Anyone who thinks that the everyman beers at Trader Joes are a cheap play on the craft brew market misses the point. These beers are a barometer for the entire market, and they’ve been missing for quite some time.
It’s a bit of a “rising tide raises all ships” scenario. These brands and private labels such as Trader Joe’s in-house monikers like “Name Tag” beer, exist because enough shoppers want something better from their cheap beer. And Trader Joe’s unique business model assures its consumers that they’re getting cheap, but high quality foods and beverages, even if they’re from overstock of larger suppliers out of Mexico.
And loving great beer doesn’t mean you always want the hoppiest, sourest, most experimental thing you can find. As craft brew aficionados, we can easily forget that for most drinkers, beer is a facilitator of an experience, not the center of it. And for too long, cheap swill has been that default.

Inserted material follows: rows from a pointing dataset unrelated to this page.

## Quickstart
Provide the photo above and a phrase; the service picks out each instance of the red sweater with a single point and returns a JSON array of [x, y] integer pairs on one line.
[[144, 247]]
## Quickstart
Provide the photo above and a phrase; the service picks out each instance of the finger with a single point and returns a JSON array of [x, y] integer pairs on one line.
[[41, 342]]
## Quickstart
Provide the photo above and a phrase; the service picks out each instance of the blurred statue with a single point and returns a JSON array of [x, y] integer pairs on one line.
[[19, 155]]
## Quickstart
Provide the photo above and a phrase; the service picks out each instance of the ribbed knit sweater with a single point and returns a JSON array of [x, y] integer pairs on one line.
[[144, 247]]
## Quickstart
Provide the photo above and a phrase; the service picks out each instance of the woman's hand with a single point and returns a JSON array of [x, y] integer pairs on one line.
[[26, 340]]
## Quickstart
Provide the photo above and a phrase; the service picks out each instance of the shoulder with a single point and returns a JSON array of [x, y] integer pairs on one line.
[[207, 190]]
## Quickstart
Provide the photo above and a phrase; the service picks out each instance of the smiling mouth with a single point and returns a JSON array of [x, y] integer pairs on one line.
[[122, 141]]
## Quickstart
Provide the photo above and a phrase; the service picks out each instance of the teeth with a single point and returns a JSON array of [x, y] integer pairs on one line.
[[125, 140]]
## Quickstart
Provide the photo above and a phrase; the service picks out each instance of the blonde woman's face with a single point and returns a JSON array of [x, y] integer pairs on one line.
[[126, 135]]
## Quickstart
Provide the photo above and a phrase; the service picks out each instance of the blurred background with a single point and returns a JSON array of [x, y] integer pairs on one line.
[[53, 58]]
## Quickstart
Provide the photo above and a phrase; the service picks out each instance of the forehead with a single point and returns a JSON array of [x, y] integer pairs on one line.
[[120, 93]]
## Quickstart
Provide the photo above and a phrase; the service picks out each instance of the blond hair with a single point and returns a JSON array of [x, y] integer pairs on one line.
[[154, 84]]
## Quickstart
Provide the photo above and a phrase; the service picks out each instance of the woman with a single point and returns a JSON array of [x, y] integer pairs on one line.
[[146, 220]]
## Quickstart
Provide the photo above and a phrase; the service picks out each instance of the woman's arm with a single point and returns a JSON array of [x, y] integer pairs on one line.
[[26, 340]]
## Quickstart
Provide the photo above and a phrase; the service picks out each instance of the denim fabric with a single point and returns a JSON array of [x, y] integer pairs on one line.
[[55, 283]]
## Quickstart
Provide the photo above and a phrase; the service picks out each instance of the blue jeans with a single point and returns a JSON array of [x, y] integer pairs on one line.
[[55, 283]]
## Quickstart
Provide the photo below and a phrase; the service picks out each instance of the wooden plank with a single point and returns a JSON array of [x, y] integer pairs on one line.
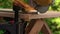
[[45, 29], [26, 6], [6, 10], [37, 27]]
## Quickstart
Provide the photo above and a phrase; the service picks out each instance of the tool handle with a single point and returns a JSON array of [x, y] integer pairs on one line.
[[27, 7]]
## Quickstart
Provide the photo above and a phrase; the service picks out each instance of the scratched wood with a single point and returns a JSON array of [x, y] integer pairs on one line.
[[10, 13]]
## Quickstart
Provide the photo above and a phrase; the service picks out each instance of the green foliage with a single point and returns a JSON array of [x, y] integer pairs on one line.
[[6, 3], [55, 6], [2, 31]]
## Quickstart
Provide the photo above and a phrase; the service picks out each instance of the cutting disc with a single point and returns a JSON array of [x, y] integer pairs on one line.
[[40, 8]]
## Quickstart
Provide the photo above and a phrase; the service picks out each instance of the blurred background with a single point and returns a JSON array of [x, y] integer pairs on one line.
[[54, 23]]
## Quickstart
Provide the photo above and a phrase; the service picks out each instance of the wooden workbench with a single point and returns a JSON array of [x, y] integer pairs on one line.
[[37, 24]]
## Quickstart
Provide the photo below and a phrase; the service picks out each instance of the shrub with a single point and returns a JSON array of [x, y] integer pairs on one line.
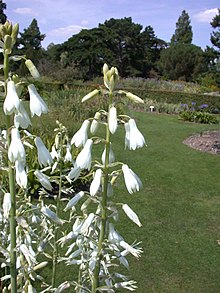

But the market is getting populated with straightforward, American style lagers and ales from a variety of micro and craft brewers as of late. And the pendulum is swing back from the hops race and “my beer is more sour than yours” mentality, and re-claiming the original concept of “beer.” And at the heart of it is refreshment and lifestyle, not nerding out over homebrew ingredients and the obscurity of collaboration bottles, as important as these are for the future of the industry.
So when I’m in the kitchen sautéing some vegetables, and it’s 90 degrees with the screen door open wide, I’m reaching past my Sprecher 20th anniversary, past the Unibroue-bottled 2010 Trader Joes I’m aging, and a Southampton or two, to grab a La Playa. Partly because it’s cold as hell, partly because it tastes a like copper pennies out of the can, and partly because it smells like yard work to me and I don’t mind drinking it while I sweat over a stove. But mostly, I’m reaching for a “beer” — and that can be a satisfying relief for the mind as well as the palate.